La partie ayant offert ce moyen de preuve a l'obligation de demander ‑ si possible ‑ l'assermentation de l'expert par le Tribunal arbitral ou à défaut auprès du Tribunal compétent, sauf au cas d'experts déjà valablement assermentés par un Tribunal étatique et dans l'hypothèse où une nouvelle assermentation ne serait pas nécessaire.

Le Tribunal arbitral impose à la partie qui a offert la preuve par expertise de déposer une avance sur frais dont le montant sera fixé après contact pris avec l'expert choisi.

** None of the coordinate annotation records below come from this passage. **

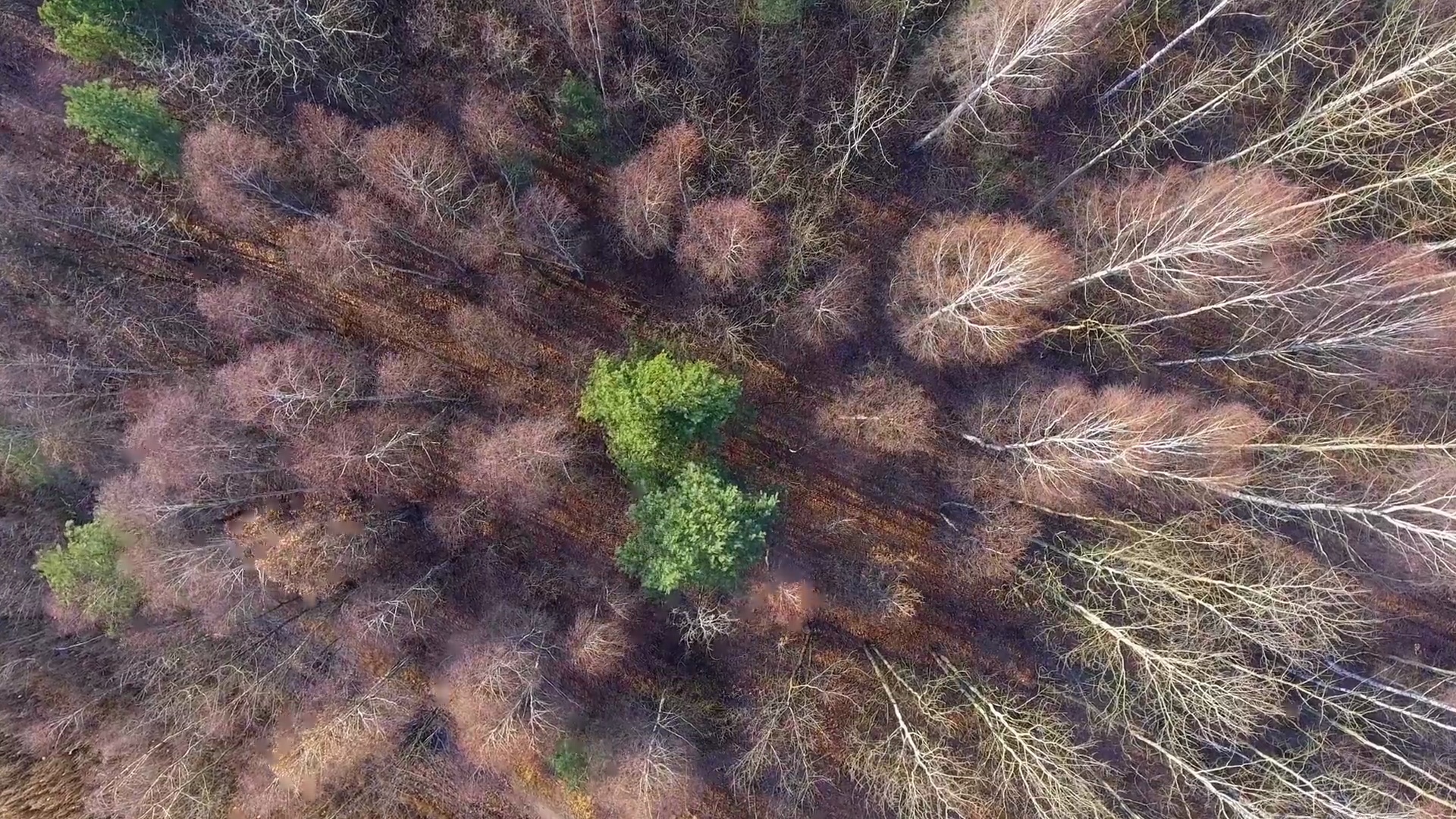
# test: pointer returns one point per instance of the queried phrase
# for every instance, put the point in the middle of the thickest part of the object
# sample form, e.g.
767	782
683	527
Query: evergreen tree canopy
698	532
655	410
85	573
128	120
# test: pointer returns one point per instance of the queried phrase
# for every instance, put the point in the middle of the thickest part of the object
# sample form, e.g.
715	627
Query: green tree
655	411
568	763
83	573
95	30
699	532
128	120
20	460
580	114
780	12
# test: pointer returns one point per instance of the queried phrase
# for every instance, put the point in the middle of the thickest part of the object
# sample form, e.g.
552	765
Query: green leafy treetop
95	30
655	410
781	12
570	763
701	532
128	120
85	575
582	114
20	461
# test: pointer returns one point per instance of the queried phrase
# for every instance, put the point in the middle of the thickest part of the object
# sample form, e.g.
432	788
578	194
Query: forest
728	409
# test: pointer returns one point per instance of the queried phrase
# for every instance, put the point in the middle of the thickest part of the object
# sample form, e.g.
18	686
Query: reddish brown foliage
1168	447
378	452
650	191
243	312
976	290
419	169
551	224
517	464
416	376
348	243
596	646
328	148
190	455
237	177
727	243
491	126
498	691
833	309
881	411
315	554
488	243
491	333
289	385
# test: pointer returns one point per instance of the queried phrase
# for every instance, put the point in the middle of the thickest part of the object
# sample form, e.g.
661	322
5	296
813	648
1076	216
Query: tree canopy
699	532
128	120
655	411
83	573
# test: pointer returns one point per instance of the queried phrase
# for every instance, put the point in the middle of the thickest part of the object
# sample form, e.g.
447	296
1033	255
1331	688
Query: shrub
699	532
655	410
85	575
128	120
20	460
95	30
568	763
580	114
781	12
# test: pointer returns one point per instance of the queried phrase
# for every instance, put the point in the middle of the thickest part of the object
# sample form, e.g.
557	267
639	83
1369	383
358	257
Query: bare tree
833	309
239	178
1395	89
362	241
788	730
1014	53
704	620
382	450
592	30
596	645
316	554
1183	240
348	735
1215	86
384	614
974	290
190	458
651	190
908	760
328	148
858	126
651	771
1362	312
552	226
1161	670
419	169
1260	786
492	129
883	411
273	47
500	694
727	243
1033	761
517	464
1072	444
245	312
289	385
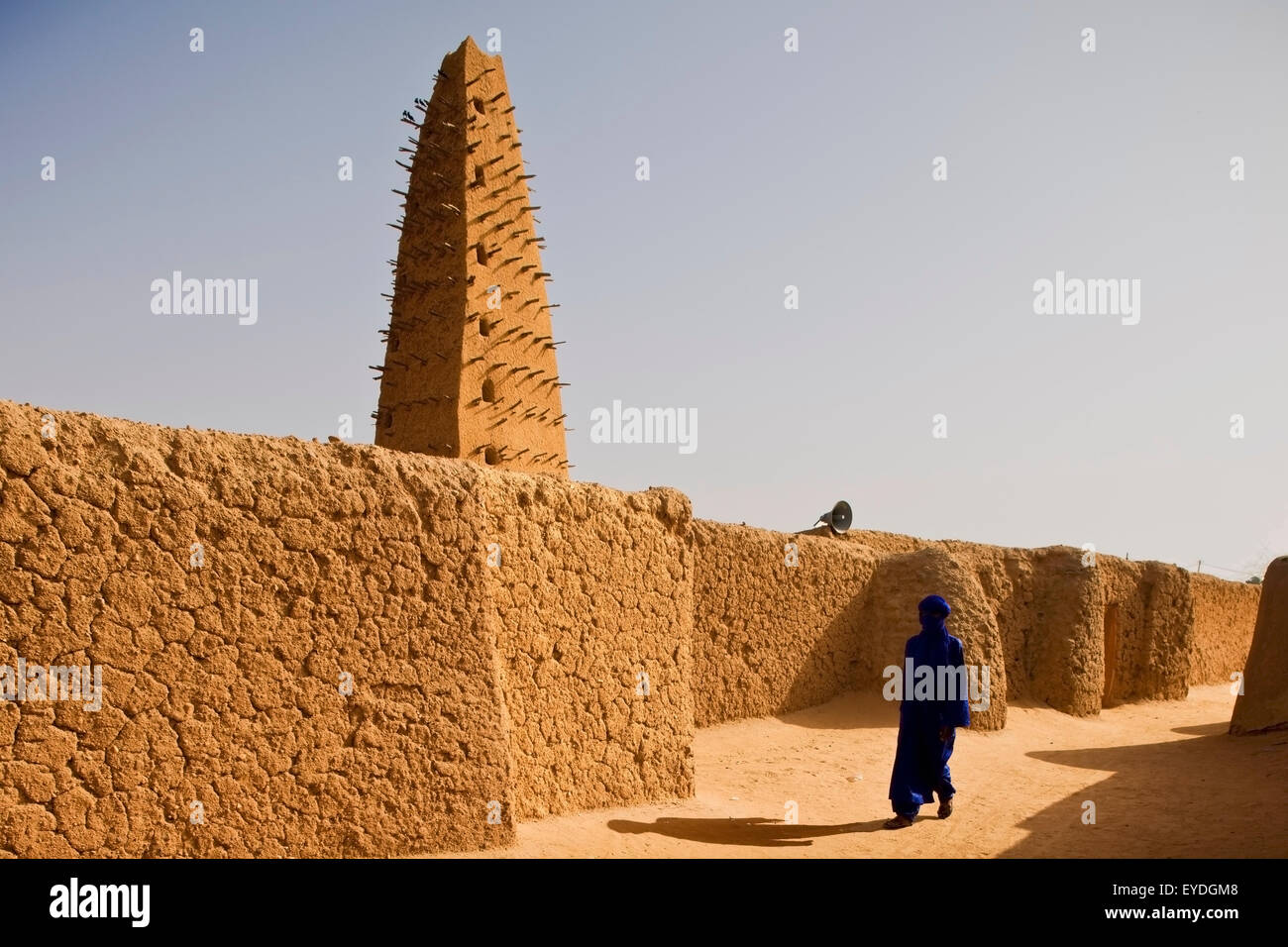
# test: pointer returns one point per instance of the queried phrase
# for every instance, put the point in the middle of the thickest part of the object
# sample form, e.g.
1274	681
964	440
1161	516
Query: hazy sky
768	169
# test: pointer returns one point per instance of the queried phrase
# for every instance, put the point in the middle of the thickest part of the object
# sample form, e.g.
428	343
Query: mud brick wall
1225	615
1263	703
222	681
771	638
593	616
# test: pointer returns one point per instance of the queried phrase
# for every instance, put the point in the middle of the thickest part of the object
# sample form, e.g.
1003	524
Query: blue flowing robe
921	758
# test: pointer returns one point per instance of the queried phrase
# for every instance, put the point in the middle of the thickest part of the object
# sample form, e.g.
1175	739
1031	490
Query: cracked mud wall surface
1225	616
593	604
769	638
222	682
1263	702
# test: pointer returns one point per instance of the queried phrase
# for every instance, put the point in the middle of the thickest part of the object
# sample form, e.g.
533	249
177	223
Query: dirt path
1163	776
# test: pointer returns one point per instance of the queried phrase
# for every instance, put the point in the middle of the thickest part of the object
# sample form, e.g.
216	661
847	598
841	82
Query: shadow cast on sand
1209	796
764	832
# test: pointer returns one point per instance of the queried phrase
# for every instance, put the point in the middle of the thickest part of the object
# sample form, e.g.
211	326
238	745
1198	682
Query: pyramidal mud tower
471	363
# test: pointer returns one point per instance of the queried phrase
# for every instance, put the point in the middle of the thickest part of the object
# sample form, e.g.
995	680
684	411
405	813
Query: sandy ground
1164	779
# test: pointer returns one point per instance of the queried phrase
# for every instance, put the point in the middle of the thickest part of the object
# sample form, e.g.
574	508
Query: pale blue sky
768	169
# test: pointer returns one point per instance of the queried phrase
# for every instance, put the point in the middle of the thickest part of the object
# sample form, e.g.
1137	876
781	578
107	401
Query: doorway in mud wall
1112	648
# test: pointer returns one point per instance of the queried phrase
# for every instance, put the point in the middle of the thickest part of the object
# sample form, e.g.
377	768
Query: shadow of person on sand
1209	796
765	832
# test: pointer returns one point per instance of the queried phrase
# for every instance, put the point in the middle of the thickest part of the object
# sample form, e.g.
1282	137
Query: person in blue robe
927	727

L'avance devra être déposée au Greffe de la Cour arbitrale dans le délai imparti par le Tribunal arbitral, pour être versée le moment venu à l'expert.

A l'expiration du délai de consignation de l'avance, la partie défaillante sera considérée comme forclose dans son moyen de preuve par expertise.

2.       Le Tribunal arbitral peut ordonner une expertise d'office dans les mêmes conditions.

Dans cette hypothèse, la charge de la provision pour frais sera répartie à égalité entre les parties.

3.       En cas de non‑paiement de sa part de débours d'expertise par l'une des parties, l'autre partie pourra s'y substituer de sa propre initiative.

4.       A défaut, la décision ordonnant l'expertise pourra être rapportée, sauf au Tribunal arbitral de condamner alors la partie défaillante par sentence intérimaire au paiement des sommes nécessaires pour les besoins de l'instruction.